De ziekte van de Millennials is niet van die generatie alleen. De gedachte dat het leven maakbaar is en daarmee iedereen verantwoordelijk voor zijn eigen succes of falen, is wijdverbreid. De dwang om te presteren en succes te hebben is groot. Het leven voelt voor velen, jonger en ouder, als een ratrace: als je niet mee rent, lig je straks langs de kant van de weg.
Tegenverhaal
Ook in een geloofsgemeenschap en bij het Studentenpastoraat (IPSU) kun je die hete adem in je nek voelen. Moeten wij mee in de maatschappelijke trend van doelen stellen, targets halen, prestatie-afspraken, flexcontracten, focus op ledentallen en begrotingscijfers? Of mogen we vasthouden aan een ander verhaal? Het verhaal dat het leven niet maakbaar is en geen ratrace, maar een reis door het leven, waarin dingen je toevallen, positieve en negatieve. Een reis die je niet alleen gaat, maar samen met de gemeenschap en met God. Een reis waarbij het er niet zozeer om gaat of jij succes hebt, maar hoe je omgaat met wat jou toevalt. Zoals een spreekwoord zegt: shit happens – narigheid overkomt je. De vraag is: wat doe je ermee? In India bouwen ze er huizen van…

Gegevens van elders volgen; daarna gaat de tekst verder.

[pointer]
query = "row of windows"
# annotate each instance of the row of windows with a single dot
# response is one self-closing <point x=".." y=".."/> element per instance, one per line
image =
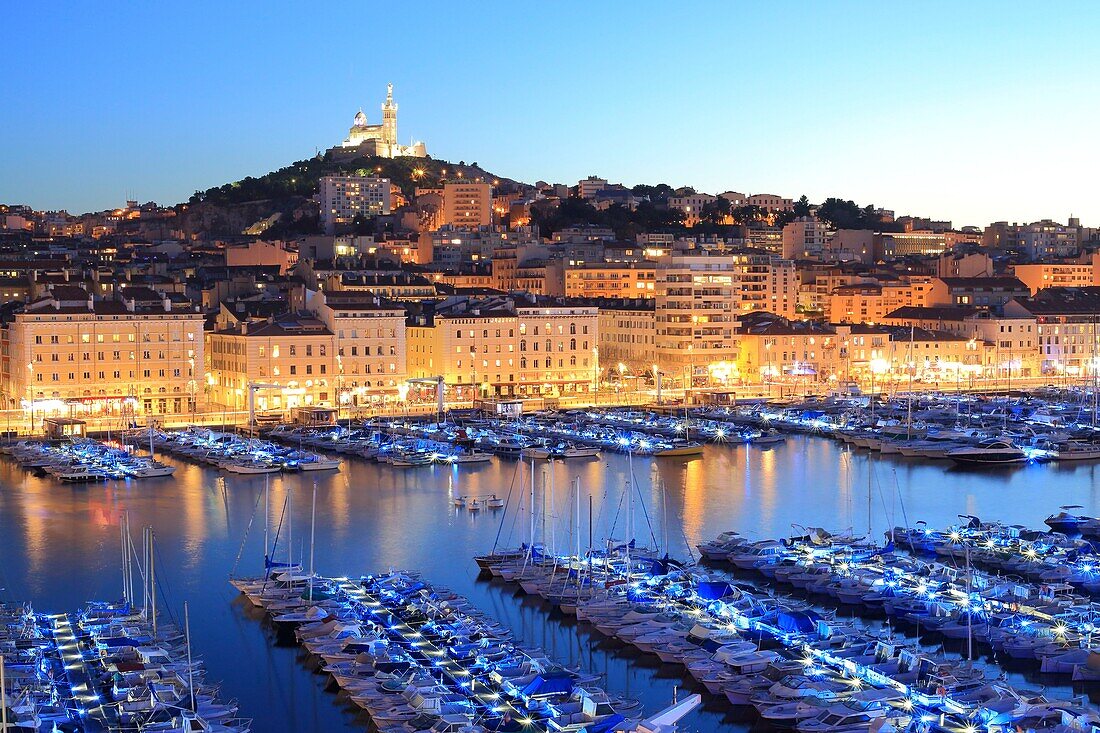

Kunnen wij als geloofsgemeenschappen dat tegenverhaal vertellen, dat tegenverhaal zíjn? De gemeenschap als oase. Een plek waar je mag zijn wie je bent, met je successen en je mislukkingen. Waar jouw mens-zijn niet wordt afgemeten aan wat je allemaal doet, wat je hebt bereikt of welke succesverhalen jij kunt posten. Ook wie niets heeft ‘bereikt’, wie niets (meer) doet, wie geen vlotte babbel of succesverhaal heeft, telt mee voor de gemeenschap, voor God. Zo vind ik het een verademing dat de bijbel vol staat met verhalen over minkukels en mislukkingen. Zoals die mislukte toren van Babel. Of koning David, die gezien wordt als de grootste koning ooit, maar toch zijn scheve schaatsen reed. Nobody’s perfect.
Samen onderweg
Al die niet-perfecte mensen krijg je in een geloofsgemeenschap cadeau. Mensen die je in je eigen bubbel misschien nooit ontmoet zou hebben, want in de maatschappij blijken verschillende generaties en sociale klassen nog steeds slecht te mengen. Natuurlijk kan een geloofsgemeenschap ook een beetje bestaan OSM (Ons Soort Mensen), maar je vindt er toch aardig wat cadeaumensen. Zo hoor je verhalen die je anders gemist zou hebben: verhalen van succes en mislukking, van twijfel en optimisme, van doorzetten en bij de pakken neerzitten. Die levensverhalen van anderen zijn waardevol omdat ze helpen om je eigen verhaal te relativeren. De wereld vergaat niet als iets anders uitpakt dan gedacht, mislukkingen en teleurstellingen horen bij het leven. Als jouw toren van Babel instort, is er nog meer in wereld om te ontdekken.
Met al die mensen om je heen kan een geloofsgemeenschap een plaats zijn om te schuilen als je uitgeblust bent, op, somber. Hier mag je op adem komen. Hier is een zacht kussen om in weg te duiken met een kopje warme thee. Een zakdoek, een hand. Of taart, als je samen wilt vieren wat je voor moois is toegevallen. In een geloofsgemeenschap leef je samen het verhaal van mensen met God. Een verhaal waarin het niet alleen draait om jou en jouw succes, maar een verhaal van samen onderweg, van troost en inspiratie, van weten dat je er niet alleen voor staat, maar deel bent van een groter geheel. Van dat verhaal mag jij deel uit maken, van welke generatie je ook bent.
Carolien Cornelissen
Dit artikel is een bewerkte versie van een artikel dat eerder verscheen in Doopsgezind NL, 2018 nr. 5-6.